In this exercise, you will implement parts of the data path of a simple single-cycle implementation of the RISC-V base ISA in logisim. The encodings of the instructions to be implemented can be found in this document. A detailed documentation of all basic instructions can be found on this website.
The goal of this exercise is not a realistic processor implementation, even if at the end you will be able to run a real RISC-V binary on your model. The goal is to deepen you understanding of the principals of processor design, and the role and interconnection of the different components that make up a processor core. In order to make things easier, there are a couple of constraints and hypotheses throughout this exercise:
- We will be only using 16 registers instead of the full 32. This corresponds to the RV32E variant, where E stands for embedded. This is to reduce the logic of the register bank.
- While addresses have a size of 32 bits, we will only use the lower 16 bits to address instruction and data memories. Regarding the simple test programs we are using, this is not a real restriction (64k ought to be enough for anyone), just be sure not to use higher addresss in your tests.

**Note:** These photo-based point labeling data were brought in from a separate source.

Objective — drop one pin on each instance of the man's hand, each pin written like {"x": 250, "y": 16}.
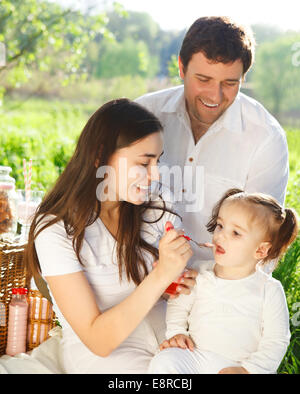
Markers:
{"x": 233, "y": 370}
{"x": 180, "y": 340}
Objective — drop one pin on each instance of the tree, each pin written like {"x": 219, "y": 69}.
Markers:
{"x": 44, "y": 36}
{"x": 125, "y": 58}
{"x": 276, "y": 77}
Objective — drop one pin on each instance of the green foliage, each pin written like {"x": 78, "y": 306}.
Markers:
{"x": 43, "y": 131}
{"x": 276, "y": 77}
{"x": 288, "y": 270}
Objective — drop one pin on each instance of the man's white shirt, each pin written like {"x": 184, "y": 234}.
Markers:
{"x": 245, "y": 148}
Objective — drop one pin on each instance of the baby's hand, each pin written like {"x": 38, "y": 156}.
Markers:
{"x": 179, "y": 340}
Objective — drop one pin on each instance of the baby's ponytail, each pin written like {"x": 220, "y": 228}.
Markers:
{"x": 286, "y": 234}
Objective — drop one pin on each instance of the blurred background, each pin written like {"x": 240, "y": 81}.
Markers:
{"x": 61, "y": 60}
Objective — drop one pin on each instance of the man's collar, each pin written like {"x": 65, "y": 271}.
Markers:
{"x": 231, "y": 120}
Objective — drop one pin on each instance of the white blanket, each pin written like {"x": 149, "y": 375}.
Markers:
{"x": 44, "y": 359}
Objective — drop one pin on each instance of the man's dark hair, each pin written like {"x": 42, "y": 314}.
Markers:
{"x": 220, "y": 39}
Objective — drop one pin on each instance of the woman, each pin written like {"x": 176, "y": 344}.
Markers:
{"x": 94, "y": 240}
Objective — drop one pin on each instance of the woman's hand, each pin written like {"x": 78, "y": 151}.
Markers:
{"x": 174, "y": 253}
{"x": 179, "y": 340}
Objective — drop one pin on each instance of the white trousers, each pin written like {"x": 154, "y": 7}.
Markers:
{"x": 183, "y": 361}
{"x": 131, "y": 357}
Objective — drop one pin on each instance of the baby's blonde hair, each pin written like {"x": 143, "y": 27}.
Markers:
{"x": 281, "y": 224}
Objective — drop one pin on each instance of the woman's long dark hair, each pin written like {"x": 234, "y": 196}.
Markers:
{"x": 113, "y": 126}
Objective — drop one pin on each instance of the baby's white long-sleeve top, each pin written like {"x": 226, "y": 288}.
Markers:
{"x": 245, "y": 320}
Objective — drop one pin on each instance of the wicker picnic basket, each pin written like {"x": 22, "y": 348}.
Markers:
{"x": 13, "y": 274}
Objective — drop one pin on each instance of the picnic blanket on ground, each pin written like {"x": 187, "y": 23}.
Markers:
{"x": 44, "y": 359}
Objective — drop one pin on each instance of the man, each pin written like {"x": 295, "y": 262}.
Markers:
{"x": 219, "y": 137}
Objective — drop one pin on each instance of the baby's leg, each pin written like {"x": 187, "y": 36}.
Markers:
{"x": 183, "y": 361}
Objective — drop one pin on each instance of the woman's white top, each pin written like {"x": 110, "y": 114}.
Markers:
{"x": 245, "y": 320}
{"x": 57, "y": 257}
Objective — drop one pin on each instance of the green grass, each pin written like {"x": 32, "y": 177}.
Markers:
{"x": 46, "y": 131}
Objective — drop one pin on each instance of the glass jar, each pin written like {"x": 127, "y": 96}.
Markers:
{"x": 8, "y": 201}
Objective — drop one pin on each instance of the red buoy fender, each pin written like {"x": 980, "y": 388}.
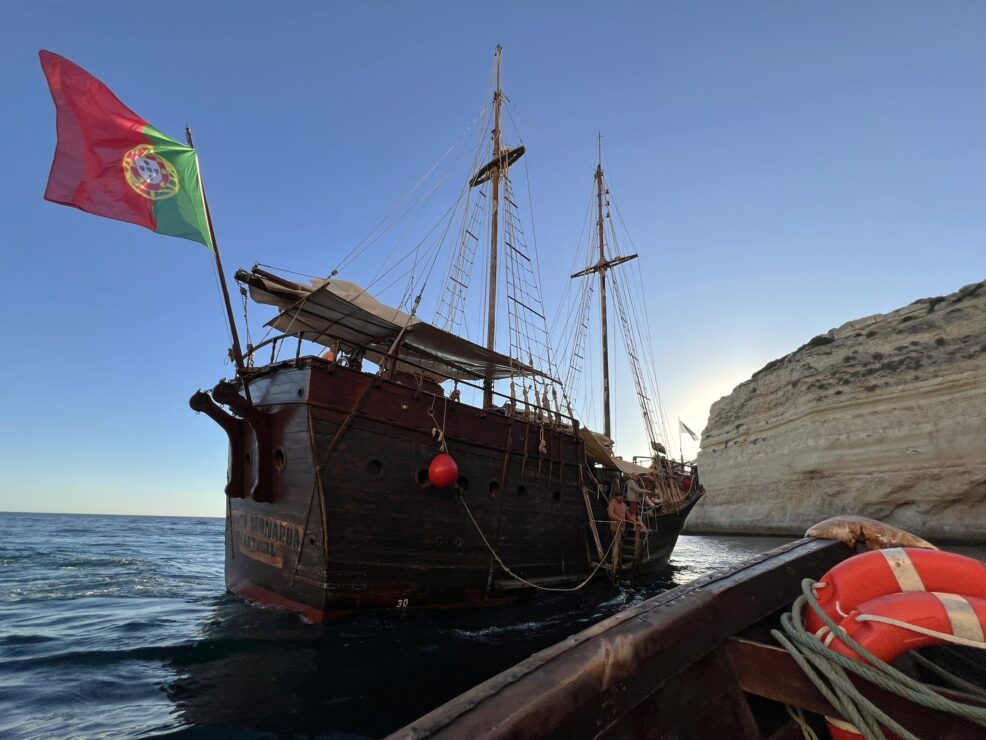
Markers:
{"x": 870, "y": 625}
{"x": 898, "y": 569}
{"x": 443, "y": 472}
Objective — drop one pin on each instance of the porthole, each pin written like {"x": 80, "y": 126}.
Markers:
{"x": 374, "y": 469}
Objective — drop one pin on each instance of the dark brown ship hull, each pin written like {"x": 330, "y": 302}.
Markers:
{"x": 330, "y": 507}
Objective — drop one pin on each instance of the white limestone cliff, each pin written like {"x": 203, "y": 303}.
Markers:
{"x": 884, "y": 416}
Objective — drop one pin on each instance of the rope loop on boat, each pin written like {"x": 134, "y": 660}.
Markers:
{"x": 826, "y": 669}
{"x": 521, "y": 579}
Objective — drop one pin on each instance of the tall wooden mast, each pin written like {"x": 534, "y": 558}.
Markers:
{"x": 602, "y": 294}
{"x": 601, "y": 267}
{"x": 494, "y": 224}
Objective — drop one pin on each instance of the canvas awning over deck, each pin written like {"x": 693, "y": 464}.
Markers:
{"x": 327, "y": 311}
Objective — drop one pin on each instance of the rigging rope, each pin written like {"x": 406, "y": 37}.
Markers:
{"x": 521, "y": 579}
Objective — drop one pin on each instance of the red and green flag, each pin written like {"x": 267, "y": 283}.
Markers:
{"x": 111, "y": 162}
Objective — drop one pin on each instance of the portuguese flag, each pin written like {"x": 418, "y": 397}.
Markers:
{"x": 111, "y": 162}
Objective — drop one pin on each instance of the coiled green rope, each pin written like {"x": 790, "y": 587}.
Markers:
{"x": 827, "y": 671}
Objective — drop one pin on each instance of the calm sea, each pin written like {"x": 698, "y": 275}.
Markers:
{"x": 116, "y": 626}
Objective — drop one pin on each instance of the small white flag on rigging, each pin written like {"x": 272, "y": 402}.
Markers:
{"x": 687, "y": 431}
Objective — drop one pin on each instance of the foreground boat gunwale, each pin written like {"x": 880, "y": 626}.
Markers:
{"x": 579, "y": 684}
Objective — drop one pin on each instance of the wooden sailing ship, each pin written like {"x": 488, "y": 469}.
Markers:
{"x": 333, "y": 500}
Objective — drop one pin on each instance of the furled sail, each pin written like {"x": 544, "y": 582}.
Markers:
{"x": 330, "y": 311}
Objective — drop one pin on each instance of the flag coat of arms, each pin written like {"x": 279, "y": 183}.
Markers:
{"x": 111, "y": 162}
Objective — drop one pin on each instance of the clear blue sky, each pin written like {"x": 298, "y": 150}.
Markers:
{"x": 784, "y": 167}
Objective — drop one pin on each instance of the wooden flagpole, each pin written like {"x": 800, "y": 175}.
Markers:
{"x": 237, "y": 352}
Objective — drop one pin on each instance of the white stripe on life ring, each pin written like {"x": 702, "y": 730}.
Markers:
{"x": 903, "y": 569}
{"x": 962, "y": 617}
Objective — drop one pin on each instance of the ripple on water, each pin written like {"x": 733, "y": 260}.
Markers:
{"x": 120, "y": 626}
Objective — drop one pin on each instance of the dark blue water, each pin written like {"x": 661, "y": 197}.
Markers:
{"x": 121, "y": 627}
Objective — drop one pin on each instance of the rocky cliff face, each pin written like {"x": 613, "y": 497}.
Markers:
{"x": 884, "y": 416}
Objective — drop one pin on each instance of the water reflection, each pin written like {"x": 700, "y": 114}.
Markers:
{"x": 263, "y": 671}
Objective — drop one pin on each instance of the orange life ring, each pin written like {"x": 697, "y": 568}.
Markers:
{"x": 880, "y": 572}
{"x": 945, "y": 613}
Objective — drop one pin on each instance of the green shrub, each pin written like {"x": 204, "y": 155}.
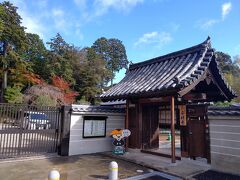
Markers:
{"x": 13, "y": 94}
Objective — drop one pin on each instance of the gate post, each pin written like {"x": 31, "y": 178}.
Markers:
{"x": 65, "y": 130}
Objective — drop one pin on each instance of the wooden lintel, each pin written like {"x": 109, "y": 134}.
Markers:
{"x": 192, "y": 85}
{"x": 154, "y": 100}
{"x": 195, "y": 96}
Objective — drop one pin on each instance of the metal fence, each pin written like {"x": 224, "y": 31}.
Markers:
{"x": 28, "y": 130}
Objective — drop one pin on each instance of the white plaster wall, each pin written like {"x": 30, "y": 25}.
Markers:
{"x": 80, "y": 145}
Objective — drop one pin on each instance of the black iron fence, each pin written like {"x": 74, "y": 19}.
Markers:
{"x": 28, "y": 130}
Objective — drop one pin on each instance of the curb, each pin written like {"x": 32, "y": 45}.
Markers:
{"x": 144, "y": 165}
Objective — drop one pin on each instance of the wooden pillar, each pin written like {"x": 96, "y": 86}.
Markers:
{"x": 127, "y": 121}
{"x": 173, "y": 149}
{"x": 140, "y": 125}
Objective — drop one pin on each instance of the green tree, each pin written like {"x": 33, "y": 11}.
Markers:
{"x": 231, "y": 71}
{"x": 89, "y": 70}
{"x": 13, "y": 41}
{"x": 36, "y": 54}
{"x": 59, "y": 59}
{"x": 114, "y": 54}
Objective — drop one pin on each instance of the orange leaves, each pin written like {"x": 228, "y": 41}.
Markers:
{"x": 60, "y": 83}
{"x": 33, "y": 78}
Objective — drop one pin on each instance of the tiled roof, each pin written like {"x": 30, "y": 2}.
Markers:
{"x": 167, "y": 74}
{"x": 224, "y": 111}
{"x": 97, "y": 109}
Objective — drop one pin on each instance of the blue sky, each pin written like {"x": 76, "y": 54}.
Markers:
{"x": 148, "y": 28}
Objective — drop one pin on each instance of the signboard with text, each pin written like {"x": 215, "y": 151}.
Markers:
{"x": 182, "y": 113}
{"x": 94, "y": 127}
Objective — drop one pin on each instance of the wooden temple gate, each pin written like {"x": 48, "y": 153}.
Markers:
{"x": 177, "y": 80}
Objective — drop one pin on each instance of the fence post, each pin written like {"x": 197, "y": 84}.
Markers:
{"x": 113, "y": 171}
{"x": 65, "y": 130}
{"x": 54, "y": 175}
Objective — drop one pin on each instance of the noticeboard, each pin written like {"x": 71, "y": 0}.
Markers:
{"x": 182, "y": 113}
{"x": 94, "y": 126}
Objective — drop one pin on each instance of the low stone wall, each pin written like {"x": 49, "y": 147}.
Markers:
{"x": 224, "y": 126}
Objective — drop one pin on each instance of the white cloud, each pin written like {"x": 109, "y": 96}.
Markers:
{"x": 226, "y": 8}
{"x": 57, "y": 12}
{"x": 209, "y": 23}
{"x": 102, "y": 6}
{"x": 155, "y": 38}
{"x": 81, "y": 3}
{"x": 206, "y": 24}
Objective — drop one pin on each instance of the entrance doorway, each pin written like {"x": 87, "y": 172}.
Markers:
{"x": 156, "y": 125}
{"x": 198, "y": 132}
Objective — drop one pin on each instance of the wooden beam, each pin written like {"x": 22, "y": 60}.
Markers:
{"x": 139, "y": 112}
{"x": 154, "y": 100}
{"x": 173, "y": 149}
{"x": 195, "y": 96}
{"x": 127, "y": 121}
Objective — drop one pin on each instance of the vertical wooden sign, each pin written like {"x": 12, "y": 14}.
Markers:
{"x": 182, "y": 113}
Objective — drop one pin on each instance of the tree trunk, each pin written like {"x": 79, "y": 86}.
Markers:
{"x": 112, "y": 78}
{"x": 4, "y": 82}
{"x": 4, "y": 78}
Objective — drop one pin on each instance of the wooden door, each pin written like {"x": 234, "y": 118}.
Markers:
{"x": 197, "y": 138}
{"x": 150, "y": 123}
{"x": 134, "y": 128}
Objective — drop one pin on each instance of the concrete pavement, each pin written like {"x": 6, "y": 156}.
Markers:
{"x": 184, "y": 169}
{"x": 82, "y": 167}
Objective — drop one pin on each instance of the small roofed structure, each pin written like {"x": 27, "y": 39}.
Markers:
{"x": 162, "y": 101}
{"x": 175, "y": 73}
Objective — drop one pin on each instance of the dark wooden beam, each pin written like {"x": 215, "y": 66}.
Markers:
{"x": 195, "y": 96}
{"x": 140, "y": 125}
{"x": 159, "y": 154}
{"x": 127, "y": 121}
{"x": 192, "y": 85}
{"x": 154, "y": 100}
{"x": 173, "y": 149}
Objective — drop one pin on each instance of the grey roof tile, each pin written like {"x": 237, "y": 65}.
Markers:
{"x": 102, "y": 109}
{"x": 171, "y": 72}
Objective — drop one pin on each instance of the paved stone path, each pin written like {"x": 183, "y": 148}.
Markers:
{"x": 82, "y": 167}
{"x": 185, "y": 168}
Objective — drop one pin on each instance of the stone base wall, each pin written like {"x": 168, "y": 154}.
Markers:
{"x": 225, "y": 143}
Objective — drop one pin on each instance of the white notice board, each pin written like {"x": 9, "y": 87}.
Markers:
{"x": 94, "y": 127}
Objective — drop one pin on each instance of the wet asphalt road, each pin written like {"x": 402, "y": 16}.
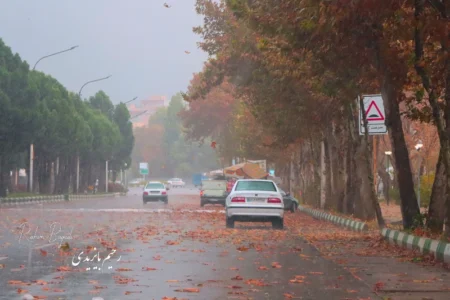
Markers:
{"x": 174, "y": 251}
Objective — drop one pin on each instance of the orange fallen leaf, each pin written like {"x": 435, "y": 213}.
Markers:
{"x": 21, "y": 291}
{"x": 276, "y": 265}
{"x": 188, "y": 290}
{"x": 129, "y": 292}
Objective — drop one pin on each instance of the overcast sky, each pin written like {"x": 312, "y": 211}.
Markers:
{"x": 140, "y": 43}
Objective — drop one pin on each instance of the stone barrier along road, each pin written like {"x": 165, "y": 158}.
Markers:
{"x": 440, "y": 249}
{"x": 49, "y": 199}
{"x": 352, "y": 224}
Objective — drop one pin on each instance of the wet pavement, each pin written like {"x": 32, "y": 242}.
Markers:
{"x": 174, "y": 251}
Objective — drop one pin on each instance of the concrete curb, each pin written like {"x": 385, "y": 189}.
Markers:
{"x": 50, "y": 199}
{"x": 441, "y": 250}
{"x": 344, "y": 222}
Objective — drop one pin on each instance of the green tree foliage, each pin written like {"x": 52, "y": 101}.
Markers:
{"x": 37, "y": 109}
{"x": 164, "y": 145}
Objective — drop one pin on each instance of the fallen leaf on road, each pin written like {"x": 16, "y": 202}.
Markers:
{"x": 188, "y": 290}
{"x": 276, "y": 265}
{"x": 129, "y": 292}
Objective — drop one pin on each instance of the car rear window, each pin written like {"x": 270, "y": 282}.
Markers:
{"x": 155, "y": 186}
{"x": 255, "y": 186}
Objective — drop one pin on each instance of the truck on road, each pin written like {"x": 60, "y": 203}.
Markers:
{"x": 213, "y": 192}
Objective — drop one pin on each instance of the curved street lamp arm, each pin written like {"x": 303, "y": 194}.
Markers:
{"x": 70, "y": 49}
{"x": 79, "y": 93}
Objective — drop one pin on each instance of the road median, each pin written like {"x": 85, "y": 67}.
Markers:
{"x": 340, "y": 221}
{"x": 440, "y": 249}
{"x": 49, "y": 198}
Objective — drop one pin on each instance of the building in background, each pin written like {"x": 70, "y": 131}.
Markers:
{"x": 150, "y": 105}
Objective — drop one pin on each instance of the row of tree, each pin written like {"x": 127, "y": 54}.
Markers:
{"x": 282, "y": 80}
{"x": 162, "y": 144}
{"x": 65, "y": 130}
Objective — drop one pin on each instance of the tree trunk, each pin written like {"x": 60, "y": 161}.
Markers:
{"x": 436, "y": 209}
{"x": 323, "y": 176}
{"x": 409, "y": 206}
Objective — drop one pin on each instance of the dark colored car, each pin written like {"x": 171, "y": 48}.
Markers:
{"x": 290, "y": 203}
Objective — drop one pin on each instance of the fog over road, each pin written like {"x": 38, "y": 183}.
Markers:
{"x": 175, "y": 250}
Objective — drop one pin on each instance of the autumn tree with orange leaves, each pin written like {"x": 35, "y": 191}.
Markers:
{"x": 297, "y": 67}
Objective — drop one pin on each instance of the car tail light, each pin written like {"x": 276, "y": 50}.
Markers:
{"x": 238, "y": 199}
{"x": 273, "y": 200}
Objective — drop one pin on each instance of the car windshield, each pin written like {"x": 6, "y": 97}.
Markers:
{"x": 155, "y": 186}
{"x": 255, "y": 186}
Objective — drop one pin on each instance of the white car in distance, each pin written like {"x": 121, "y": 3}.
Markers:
{"x": 255, "y": 200}
{"x": 176, "y": 182}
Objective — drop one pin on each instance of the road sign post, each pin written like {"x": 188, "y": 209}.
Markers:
{"x": 374, "y": 110}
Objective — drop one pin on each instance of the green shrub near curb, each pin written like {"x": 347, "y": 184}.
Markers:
{"x": 344, "y": 222}
{"x": 440, "y": 249}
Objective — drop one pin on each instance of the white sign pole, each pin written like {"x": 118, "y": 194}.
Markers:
{"x": 375, "y": 115}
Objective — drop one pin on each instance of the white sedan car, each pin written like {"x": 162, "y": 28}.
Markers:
{"x": 255, "y": 200}
{"x": 176, "y": 182}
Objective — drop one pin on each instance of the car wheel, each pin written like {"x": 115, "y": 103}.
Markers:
{"x": 293, "y": 207}
{"x": 278, "y": 224}
{"x": 230, "y": 223}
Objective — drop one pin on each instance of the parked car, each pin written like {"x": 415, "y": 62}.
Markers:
{"x": 176, "y": 182}
{"x": 290, "y": 203}
{"x": 255, "y": 200}
{"x": 213, "y": 192}
{"x": 155, "y": 191}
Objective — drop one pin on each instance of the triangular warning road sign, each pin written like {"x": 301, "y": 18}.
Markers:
{"x": 373, "y": 113}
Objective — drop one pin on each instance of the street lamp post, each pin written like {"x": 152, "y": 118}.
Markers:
{"x": 53, "y": 54}
{"x": 78, "y": 158}
{"x": 111, "y": 109}
{"x": 30, "y": 175}
{"x": 418, "y": 146}
{"x": 388, "y": 154}
{"x": 95, "y": 80}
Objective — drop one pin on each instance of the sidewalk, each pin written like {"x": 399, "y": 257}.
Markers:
{"x": 393, "y": 272}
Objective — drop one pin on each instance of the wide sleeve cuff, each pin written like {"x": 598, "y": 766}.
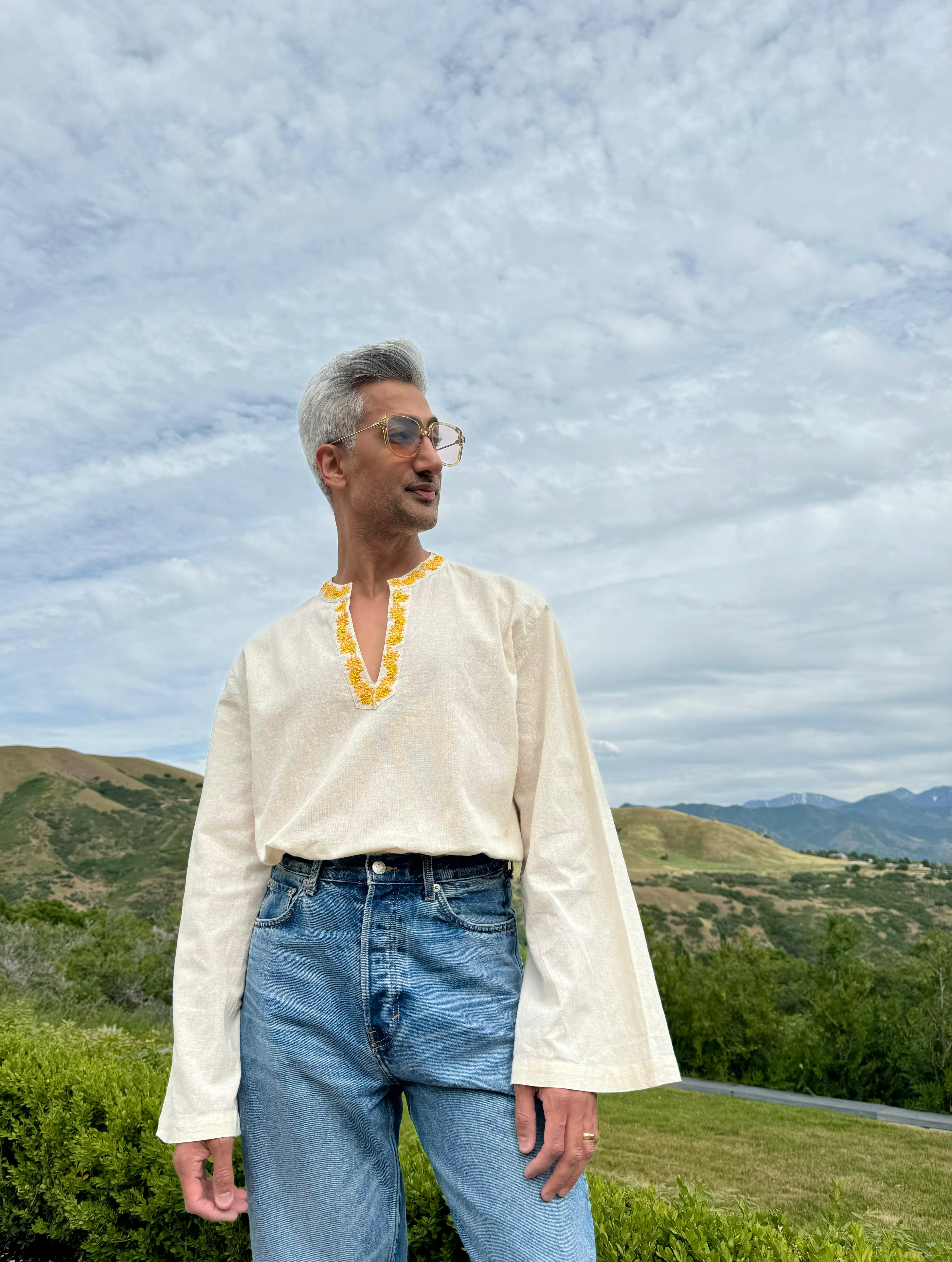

- As presented in the lecture, we will use memories with asynchronous read, i.e. the read data is available in the same cycle in which we present the address. For larger memories, this is not realistic, but needed here in order to build a single-cycle core.
Download the archive with the logisim sources and unpack it somewhere in your home directory:
tar xzf tp-riscv.tar.gz cd tp-riscv/riscv
For this exercise, you will be starting from a circuit template that already implements the basic data path for register-to-register instructions. However, neither the instruction decoding nor the ALU are finished. Starting from the root of the archive, change into the
cd riscv logisim riscv-r.circ &
But before you start to play with the circuit, let's look at the data path:
This should by now look familiar to you. Upstream in the data path, there is the program counter (PC). For now, it only counts by steps of four (each instruction is four bytes). The Load and Din inputs will come in handy later for jumps and branches. The output of the PC is connected to the instruction memory (Imem), which outputs the corresponding instruction word in the same cycle. Next in the data path comes the decode unit (Decode), which decomposes the instruction in order to command the remaining components: The register bank (Reg) and the arithmetic-logic unit (ALU). You can inspect and change the subcircuits by either right-clicking on them (View) or by double-clicking on them in the circuit list on the left hand side of the window. Note that some components are imported from external libraries and are not supposed to be changed (the register bank and the instruction memory).
Note that there are many labels on the different connections (called tunnels in logisim). On the one hand side, this is for documentation purposes. On the other hand side, tunnels can be used to avoid big ugly knots in the wiring: All tunnels with the same name will carry the same value throughout simulation. Feel free to use tunnels for your implementation in order to keep things readable. They can be found in the Wiring category. Note that all tunnels of the same name must have the same size, otherwise logisim will highlight them in orange and show a message on "incompatible widths".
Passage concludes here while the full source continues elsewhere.